Eight of the 40 patients in the present study developed non-classic RILD, six of whom had viral hepatitis under the liver-dose constraints of V30 <30%. The most significant prognostic factor for non-classic RILD was a high CLIP score. Previous studies have shown that in addition to a normal liver dose and HBV carrier status, the underlying liver function is also a significant predictive factor for RILD (32,33). The Child-Pugh classification has often been used to evaluate liver reserve in cirrhosis patients. The present study revealed that the CLIP score, assigning points for the Child-Pugh score, the tumor morphology (solitary, ≤50% of the liver, massive), the serum α-fetoprotein level and the presence or absence of PVT (12), not only serve as prognostic factors for the survival of HCC patients (34,35), but that they also strongly correlate with RILD incidence.
In the spectrum of local-regional therapy for HCC, the percentage of good surgical candidates for resection is ~20% and the five-year survival rate following surgery is ~50%. RFA results in five-year survival rates of 50%, with up to 20% recurrence rates for larger tumors.
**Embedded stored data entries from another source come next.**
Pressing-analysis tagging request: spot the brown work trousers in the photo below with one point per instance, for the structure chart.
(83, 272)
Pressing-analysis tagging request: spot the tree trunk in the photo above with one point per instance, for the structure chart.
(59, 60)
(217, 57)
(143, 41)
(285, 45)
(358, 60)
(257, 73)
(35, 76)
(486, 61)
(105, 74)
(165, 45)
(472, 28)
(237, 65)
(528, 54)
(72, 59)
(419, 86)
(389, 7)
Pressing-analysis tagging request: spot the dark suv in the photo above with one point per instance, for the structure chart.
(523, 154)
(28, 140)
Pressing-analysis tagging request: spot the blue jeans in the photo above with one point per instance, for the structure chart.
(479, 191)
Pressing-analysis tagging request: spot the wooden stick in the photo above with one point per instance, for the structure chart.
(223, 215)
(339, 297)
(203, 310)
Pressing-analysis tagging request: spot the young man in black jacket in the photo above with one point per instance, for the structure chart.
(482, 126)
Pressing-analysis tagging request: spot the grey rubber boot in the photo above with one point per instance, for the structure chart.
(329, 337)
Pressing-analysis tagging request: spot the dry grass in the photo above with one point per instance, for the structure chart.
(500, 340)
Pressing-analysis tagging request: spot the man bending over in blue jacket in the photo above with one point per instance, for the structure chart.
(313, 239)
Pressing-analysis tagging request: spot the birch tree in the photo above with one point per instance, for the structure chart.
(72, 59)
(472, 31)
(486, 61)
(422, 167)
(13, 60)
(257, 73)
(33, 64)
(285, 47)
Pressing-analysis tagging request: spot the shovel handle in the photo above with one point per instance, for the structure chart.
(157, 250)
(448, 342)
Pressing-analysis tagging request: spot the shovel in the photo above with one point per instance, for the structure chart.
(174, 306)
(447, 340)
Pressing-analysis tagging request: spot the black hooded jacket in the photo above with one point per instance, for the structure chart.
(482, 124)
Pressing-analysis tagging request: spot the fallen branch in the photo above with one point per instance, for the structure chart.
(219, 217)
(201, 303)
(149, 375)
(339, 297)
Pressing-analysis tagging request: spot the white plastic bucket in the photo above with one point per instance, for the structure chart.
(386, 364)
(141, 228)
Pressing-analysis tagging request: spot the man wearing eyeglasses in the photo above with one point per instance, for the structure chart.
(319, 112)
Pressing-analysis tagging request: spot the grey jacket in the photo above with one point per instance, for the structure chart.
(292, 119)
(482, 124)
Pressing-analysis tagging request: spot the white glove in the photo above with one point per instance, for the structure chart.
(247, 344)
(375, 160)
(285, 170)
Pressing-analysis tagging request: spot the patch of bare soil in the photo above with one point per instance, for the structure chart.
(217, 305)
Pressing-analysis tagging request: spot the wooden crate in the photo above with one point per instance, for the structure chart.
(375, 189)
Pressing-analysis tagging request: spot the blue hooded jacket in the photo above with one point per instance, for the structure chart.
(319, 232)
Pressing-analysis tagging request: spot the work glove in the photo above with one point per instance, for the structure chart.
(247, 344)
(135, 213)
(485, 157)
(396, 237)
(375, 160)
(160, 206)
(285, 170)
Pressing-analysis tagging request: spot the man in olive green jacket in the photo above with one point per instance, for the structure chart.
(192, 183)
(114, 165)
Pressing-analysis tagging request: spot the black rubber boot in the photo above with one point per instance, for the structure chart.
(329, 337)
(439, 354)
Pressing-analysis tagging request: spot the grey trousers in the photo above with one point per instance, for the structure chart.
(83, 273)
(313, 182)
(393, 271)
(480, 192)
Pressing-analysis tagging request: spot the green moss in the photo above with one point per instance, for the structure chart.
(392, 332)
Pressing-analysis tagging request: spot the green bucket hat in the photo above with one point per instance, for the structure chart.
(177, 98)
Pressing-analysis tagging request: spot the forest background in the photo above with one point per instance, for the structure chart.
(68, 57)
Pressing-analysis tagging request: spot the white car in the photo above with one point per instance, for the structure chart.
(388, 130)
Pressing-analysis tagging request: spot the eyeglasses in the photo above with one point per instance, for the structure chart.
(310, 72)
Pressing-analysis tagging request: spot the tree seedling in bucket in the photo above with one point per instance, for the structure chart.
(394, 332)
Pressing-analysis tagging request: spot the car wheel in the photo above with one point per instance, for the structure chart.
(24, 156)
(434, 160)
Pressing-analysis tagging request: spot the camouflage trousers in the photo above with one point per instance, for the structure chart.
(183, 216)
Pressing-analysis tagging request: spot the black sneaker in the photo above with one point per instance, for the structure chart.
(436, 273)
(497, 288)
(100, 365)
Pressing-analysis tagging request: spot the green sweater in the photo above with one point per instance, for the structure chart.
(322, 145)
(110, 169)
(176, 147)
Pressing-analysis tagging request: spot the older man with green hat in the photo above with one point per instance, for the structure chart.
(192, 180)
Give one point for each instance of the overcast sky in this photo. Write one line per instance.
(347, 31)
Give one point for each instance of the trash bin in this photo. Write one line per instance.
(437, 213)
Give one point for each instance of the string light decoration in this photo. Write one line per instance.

However, the result is often limited by the size and location of the tumor. For patients with large or multifocal tumors, TACE offers survival benefits compared with the best supportive treatment alone (36–38). However, the five-year survival rate is <2% and the recurrence rate is nearly 100%. In the present study, ~40% of patients had Child-Pugh class B liver cirrhosis and >75% had viral hepatitis. The tumors in the majority of the patients (70%) failed to respond to previous local-regional therapies and were recurrent multiple HCCs of a moderate size. Within this patient population, the strategy resulted in a five-year IFC rate of 56% and a five-year OS rate of 20.6%. The present study shows that this strategy achieves long-term survival and good local control in certain patients.
In summary, the present study showed that high-dose hypofractionated RT is a feasible and effective treatment for HCC. A positive correlation was identified between the radiation dose and IFC. It was shown that a higher BED indicates a higher probability of IFC. The baseline liver function and the CLIP score should also be evaluated carefully to avoid RILD.
Acknowledgements
This study was presented as poster in American Society for Radiation Oncology 51th Annual Meeting, Chicago. The authors would like to thank the Statistical Center For Clinical Research, Chang Gung Memorial Hospital, Taoyuan, Taiwan for their assistance with this study.